In allowing independent candidate Sen. Grace Poe to run for President, the Supreme Court upheld the rights of foundlings to natural-born citizenship.
“There is more than sufficient evidence that petitioner (Poe) has Filipino parents and is therefore a natural-born Filipino. Parenthetically, the burden of proof was on private respondents to show that petitioner is not a Filipino citizen,” said the full high court decision released Friday night.
In a 9-6 vote on Tuesday, the Supreme Court ruled that Poe “is a qualified candidate for President in the May 9 elections,” being both natural-born and a resident of the Philippines for at least 10 years.
The 47-page ruling penned by Associate Justice Jose Perez touched thoroughly on the issue of citizenship, settling once and for all the question of whether or not abandoned children should be considered natural-born citizens.
“As a matter of law, foundlings are, as a class, natural-born citizens. While the 1935 Constitution’s enumeration is silent as to foundlings, there is no restrictive language which would definitely exclude foundlings either,” said the ruling, in reference to the Constitution that covers Poe, who was born in 1968.
“On the contrary, all three Constitutions (1935, 1973 and 1987) guarantee the basic right to equal protection of the laws.
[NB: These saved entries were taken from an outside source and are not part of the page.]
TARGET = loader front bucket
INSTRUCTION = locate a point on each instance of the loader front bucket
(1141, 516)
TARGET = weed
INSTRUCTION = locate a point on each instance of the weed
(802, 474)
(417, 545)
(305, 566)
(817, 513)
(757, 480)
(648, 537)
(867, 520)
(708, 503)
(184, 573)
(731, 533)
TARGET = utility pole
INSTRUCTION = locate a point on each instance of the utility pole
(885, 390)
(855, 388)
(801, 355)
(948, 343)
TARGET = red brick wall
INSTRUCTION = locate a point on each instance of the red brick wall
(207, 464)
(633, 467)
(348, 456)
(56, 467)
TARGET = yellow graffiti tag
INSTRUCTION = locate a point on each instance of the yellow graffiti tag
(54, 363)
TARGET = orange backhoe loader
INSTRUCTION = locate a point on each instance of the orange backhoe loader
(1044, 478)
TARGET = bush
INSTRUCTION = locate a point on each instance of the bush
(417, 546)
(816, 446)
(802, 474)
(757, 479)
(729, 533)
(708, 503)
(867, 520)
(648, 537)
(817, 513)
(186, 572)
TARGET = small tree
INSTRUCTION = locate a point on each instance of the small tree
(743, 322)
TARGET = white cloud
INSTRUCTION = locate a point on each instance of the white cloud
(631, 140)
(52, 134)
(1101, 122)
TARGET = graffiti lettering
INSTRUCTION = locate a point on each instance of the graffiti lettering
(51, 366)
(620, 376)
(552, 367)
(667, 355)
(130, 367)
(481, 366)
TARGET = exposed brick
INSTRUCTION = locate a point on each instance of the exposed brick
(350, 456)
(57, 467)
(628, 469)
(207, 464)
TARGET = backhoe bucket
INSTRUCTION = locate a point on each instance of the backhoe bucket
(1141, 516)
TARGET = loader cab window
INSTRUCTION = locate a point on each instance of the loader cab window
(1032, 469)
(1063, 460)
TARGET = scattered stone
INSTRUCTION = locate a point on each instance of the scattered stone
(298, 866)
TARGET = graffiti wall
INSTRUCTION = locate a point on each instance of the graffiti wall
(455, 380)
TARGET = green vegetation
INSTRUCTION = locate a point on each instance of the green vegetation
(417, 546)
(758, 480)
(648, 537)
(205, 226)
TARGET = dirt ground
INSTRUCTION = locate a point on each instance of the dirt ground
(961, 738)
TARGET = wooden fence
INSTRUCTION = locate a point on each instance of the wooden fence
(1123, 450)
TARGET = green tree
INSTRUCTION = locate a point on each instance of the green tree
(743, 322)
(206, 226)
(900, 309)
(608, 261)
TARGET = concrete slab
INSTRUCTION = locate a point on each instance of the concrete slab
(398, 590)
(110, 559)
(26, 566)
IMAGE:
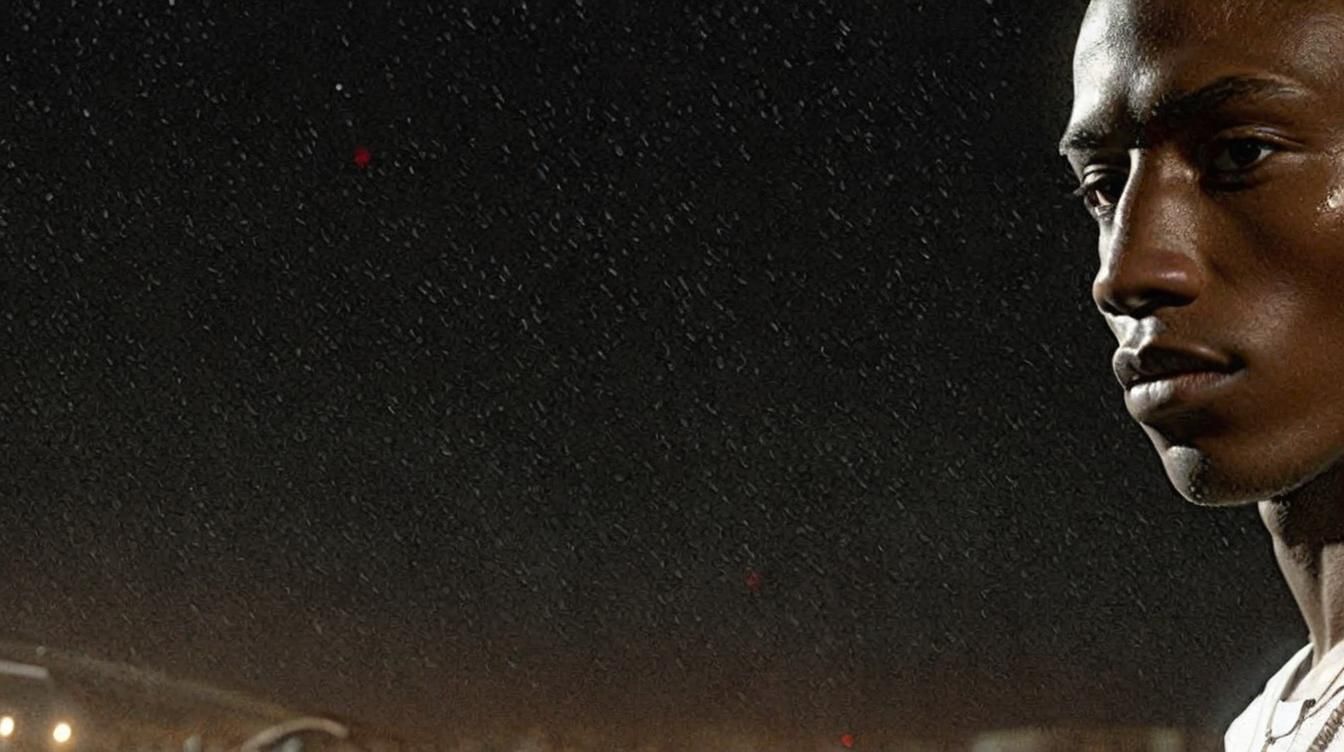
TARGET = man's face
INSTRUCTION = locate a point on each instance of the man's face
(1208, 138)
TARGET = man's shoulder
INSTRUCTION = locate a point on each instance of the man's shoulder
(1242, 731)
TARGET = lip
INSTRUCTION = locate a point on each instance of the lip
(1157, 398)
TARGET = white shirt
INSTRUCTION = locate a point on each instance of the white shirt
(1247, 731)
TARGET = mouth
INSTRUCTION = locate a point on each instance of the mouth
(1163, 380)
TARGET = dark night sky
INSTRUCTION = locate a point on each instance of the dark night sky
(629, 302)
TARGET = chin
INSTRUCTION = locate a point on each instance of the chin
(1229, 478)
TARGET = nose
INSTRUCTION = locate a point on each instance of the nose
(1151, 251)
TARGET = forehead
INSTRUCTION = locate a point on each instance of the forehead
(1133, 53)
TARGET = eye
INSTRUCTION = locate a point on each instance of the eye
(1239, 155)
(1101, 192)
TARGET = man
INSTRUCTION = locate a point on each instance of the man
(1208, 141)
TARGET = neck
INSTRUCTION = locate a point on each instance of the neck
(1307, 527)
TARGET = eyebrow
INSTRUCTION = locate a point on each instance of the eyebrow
(1183, 105)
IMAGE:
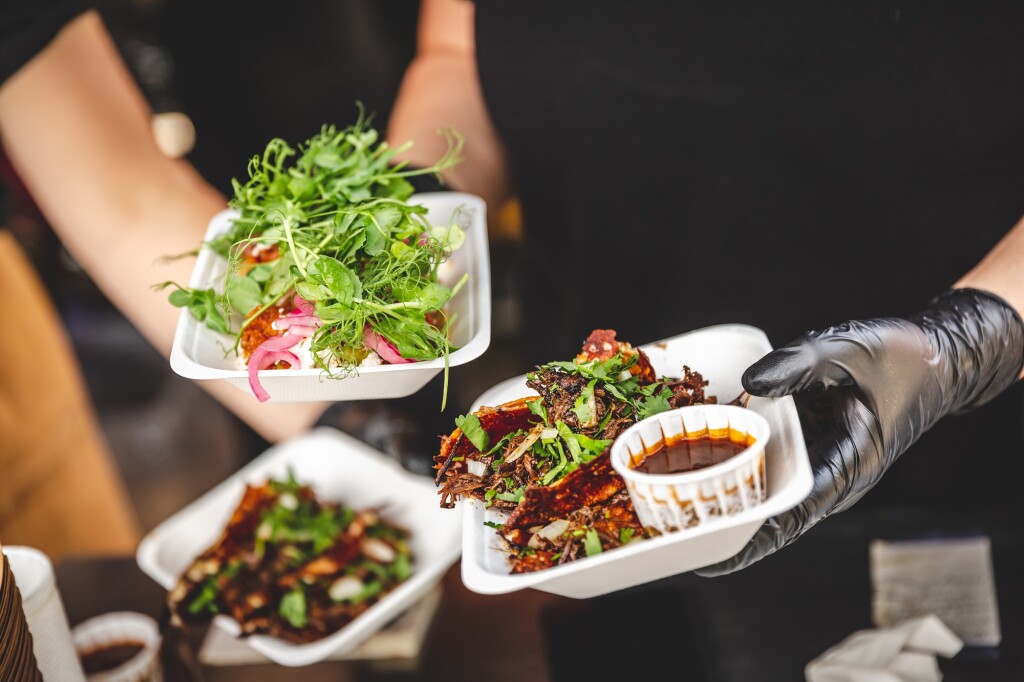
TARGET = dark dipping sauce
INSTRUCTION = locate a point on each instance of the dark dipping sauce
(110, 656)
(691, 454)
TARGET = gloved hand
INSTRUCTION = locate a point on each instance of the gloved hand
(867, 389)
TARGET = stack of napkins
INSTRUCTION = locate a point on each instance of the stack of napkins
(904, 652)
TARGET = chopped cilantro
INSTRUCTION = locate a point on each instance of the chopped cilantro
(293, 607)
(470, 425)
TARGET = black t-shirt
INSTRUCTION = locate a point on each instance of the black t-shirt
(28, 27)
(788, 165)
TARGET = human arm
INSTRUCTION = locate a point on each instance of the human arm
(867, 389)
(77, 130)
(440, 89)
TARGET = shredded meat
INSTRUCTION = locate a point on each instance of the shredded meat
(591, 498)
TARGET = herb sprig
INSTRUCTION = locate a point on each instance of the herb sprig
(335, 213)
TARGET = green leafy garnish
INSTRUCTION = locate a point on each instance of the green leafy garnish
(332, 220)
(293, 607)
(470, 425)
(592, 543)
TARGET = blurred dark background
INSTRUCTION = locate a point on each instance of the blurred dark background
(245, 73)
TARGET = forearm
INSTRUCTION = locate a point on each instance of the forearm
(1001, 270)
(78, 131)
(441, 89)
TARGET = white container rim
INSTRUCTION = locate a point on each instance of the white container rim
(621, 458)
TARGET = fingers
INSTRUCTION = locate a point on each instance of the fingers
(813, 361)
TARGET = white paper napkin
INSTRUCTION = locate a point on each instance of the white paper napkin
(904, 652)
(44, 614)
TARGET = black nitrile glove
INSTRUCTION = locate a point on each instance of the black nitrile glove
(867, 389)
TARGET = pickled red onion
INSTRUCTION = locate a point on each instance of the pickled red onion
(387, 350)
(302, 305)
(268, 353)
(288, 321)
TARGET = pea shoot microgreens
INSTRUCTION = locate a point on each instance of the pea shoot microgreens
(347, 240)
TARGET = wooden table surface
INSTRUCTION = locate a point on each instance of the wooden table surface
(765, 623)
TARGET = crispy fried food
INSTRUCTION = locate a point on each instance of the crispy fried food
(292, 566)
(546, 461)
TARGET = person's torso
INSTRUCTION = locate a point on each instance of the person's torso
(785, 165)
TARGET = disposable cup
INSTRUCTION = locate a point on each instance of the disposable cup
(678, 502)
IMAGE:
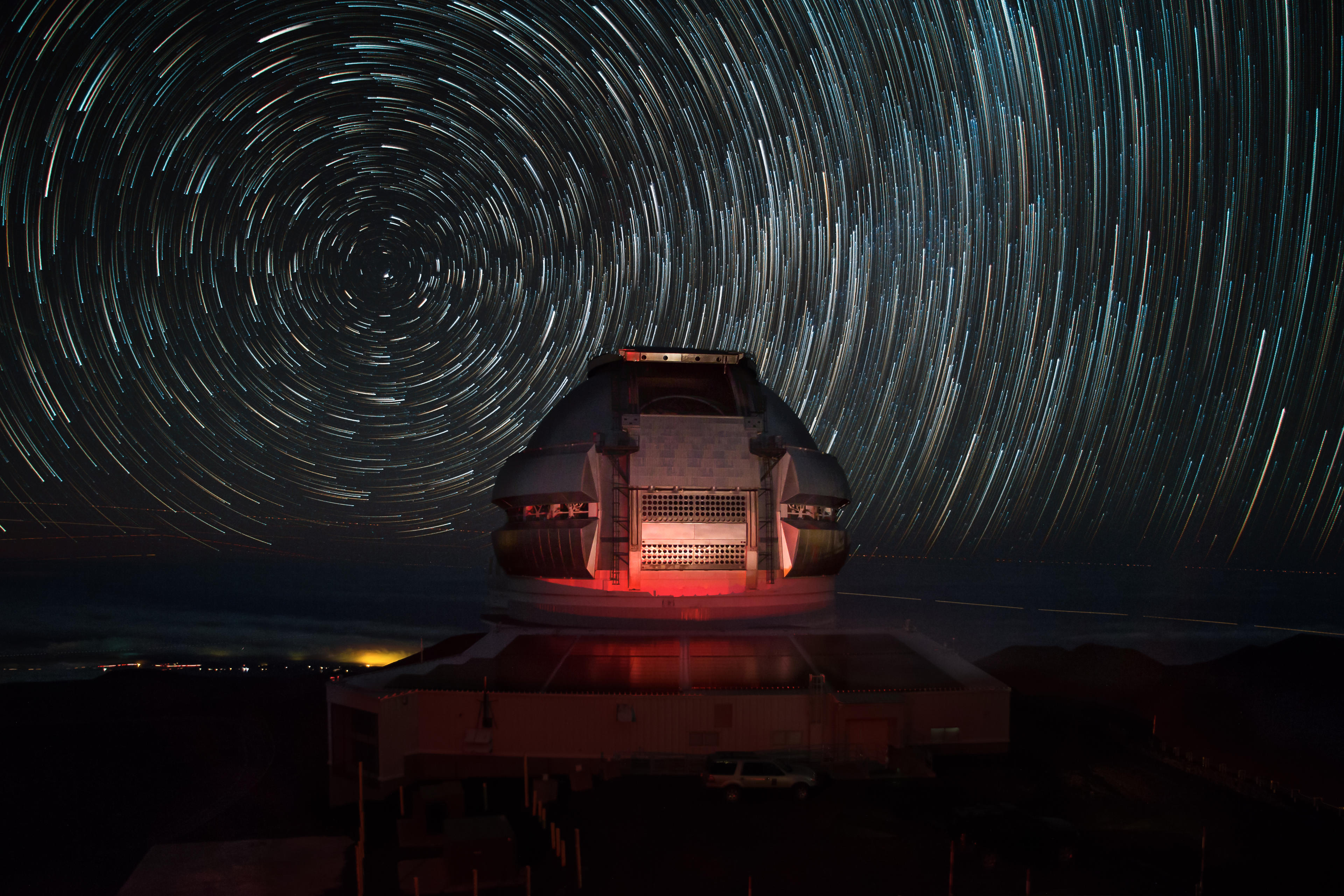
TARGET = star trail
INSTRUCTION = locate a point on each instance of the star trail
(1053, 280)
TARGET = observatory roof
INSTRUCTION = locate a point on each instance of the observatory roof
(667, 382)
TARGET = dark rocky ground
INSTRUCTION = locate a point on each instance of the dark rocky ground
(100, 770)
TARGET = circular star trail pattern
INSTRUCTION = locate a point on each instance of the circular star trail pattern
(1050, 279)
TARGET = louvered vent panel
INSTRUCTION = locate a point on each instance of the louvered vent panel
(662, 507)
(694, 556)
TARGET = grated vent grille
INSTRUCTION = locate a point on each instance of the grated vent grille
(694, 556)
(662, 507)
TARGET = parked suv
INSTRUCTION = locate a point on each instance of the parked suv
(733, 773)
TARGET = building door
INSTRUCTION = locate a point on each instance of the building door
(869, 738)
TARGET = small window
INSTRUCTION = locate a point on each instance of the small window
(363, 723)
(761, 770)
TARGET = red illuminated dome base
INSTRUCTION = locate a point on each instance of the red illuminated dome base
(670, 487)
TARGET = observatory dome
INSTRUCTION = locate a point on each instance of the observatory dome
(670, 487)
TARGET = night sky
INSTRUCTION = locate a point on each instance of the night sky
(1053, 280)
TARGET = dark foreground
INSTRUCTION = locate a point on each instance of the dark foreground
(100, 770)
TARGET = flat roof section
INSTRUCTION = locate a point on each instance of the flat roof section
(604, 664)
(558, 662)
(873, 663)
(747, 664)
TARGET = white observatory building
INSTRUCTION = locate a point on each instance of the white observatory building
(670, 487)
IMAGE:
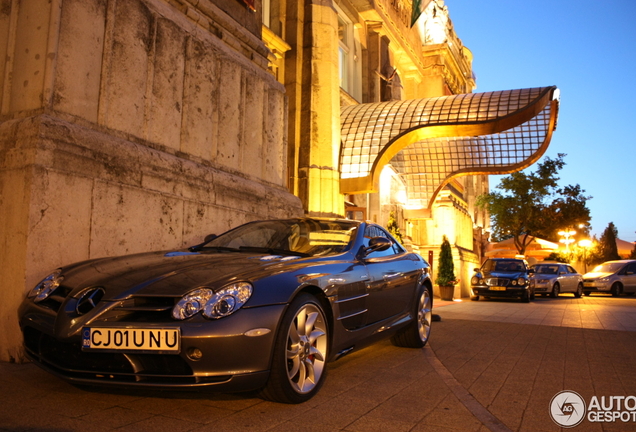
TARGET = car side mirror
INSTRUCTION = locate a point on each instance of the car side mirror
(377, 244)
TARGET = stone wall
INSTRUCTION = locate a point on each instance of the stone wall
(129, 126)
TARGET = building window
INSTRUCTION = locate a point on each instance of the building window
(344, 51)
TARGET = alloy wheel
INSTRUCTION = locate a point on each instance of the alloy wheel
(306, 348)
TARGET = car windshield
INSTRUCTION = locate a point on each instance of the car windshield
(304, 237)
(608, 267)
(546, 269)
(512, 266)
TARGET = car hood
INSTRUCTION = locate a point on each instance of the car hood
(507, 275)
(596, 275)
(173, 273)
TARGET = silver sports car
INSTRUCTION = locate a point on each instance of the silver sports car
(261, 307)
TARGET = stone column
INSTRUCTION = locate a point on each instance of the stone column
(319, 131)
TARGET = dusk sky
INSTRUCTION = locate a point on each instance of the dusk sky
(587, 49)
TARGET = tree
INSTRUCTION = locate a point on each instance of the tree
(526, 205)
(446, 268)
(394, 228)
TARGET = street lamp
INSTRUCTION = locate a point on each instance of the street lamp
(585, 244)
(566, 238)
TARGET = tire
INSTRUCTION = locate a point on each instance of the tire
(579, 291)
(416, 334)
(300, 353)
(555, 291)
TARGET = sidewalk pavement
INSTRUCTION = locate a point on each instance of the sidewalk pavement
(488, 366)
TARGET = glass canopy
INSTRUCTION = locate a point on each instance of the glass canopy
(430, 141)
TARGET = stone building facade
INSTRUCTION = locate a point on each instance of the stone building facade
(345, 52)
(136, 125)
(128, 126)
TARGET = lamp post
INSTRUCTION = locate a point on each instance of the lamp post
(585, 244)
(566, 238)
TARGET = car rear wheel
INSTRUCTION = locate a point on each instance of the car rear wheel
(300, 353)
(416, 334)
(579, 291)
(555, 291)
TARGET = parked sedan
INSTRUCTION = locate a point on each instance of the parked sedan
(502, 277)
(615, 277)
(263, 306)
(556, 278)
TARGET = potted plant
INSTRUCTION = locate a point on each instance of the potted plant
(446, 279)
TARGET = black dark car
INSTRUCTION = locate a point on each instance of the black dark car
(502, 277)
(263, 306)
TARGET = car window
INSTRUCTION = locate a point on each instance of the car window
(631, 268)
(547, 269)
(375, 231)
(307, 236)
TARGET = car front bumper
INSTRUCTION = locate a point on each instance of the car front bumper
(484, 291)
(230, 360)
(596, 286)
All exhort the State to render social justice,” the court said.
The courted quoted statistics that Solicitor General Florin Hilbay had presented during oral arguments on the “statistical probability” that a child born between 1965 to 1975, the decade when Poe was born, is 99.83 percent likely to be Filipino, as 10.55 million Filipinos were born at that time as opposed to only 15,986 foreigners.
Typical Filipino features
It also noted that from 1960 to 1970, more than 99 percent of the population in the Philippines were Filipinos, and that 99 percent of the child-producing population during that period were Filipino citizens.
The court also noted Poe’s typically Filipino features, such as her “height, flat nasal bridge, straight black hair, almond shaped eyes, and an oval face.”
“Foundlings are likewise citizens under international law. Under the 1987 Constitution, an international law can become part of the sphere of domestic law either by transformation or incorporation,” said the court.
The court cited the Universal Declaration of Human Rights, and its provisions granting everyone “the right to a nationality” and that “no one shall be arbitrarily deprived of his nationality nor denied the right to change his nationality.”
The UN Convention on the Rights of the Child requires state parties to protect children against statelessness. The 1966 International Covenant on Civil and Political Rights (ICCPR) also provides for the right of every child “to acquire a nationality.”
Contrary to the Commission on Elections’ ruling that Poe would be six months short in residency on Election Day, the high court placed the date of reckoning on May 24, 2005, when Poe and her family returned to the Philippines from the United States.
Poe became a US citizen in 2001, but returned more frequently to the Philippines in 2004, when her adoptive father, actor Fernando Poe Jr., passed away.
The Comelec had ruled that Poe only resumed her domicile in the Philippines in July 2006, when she reacquired her Philippine citizenship.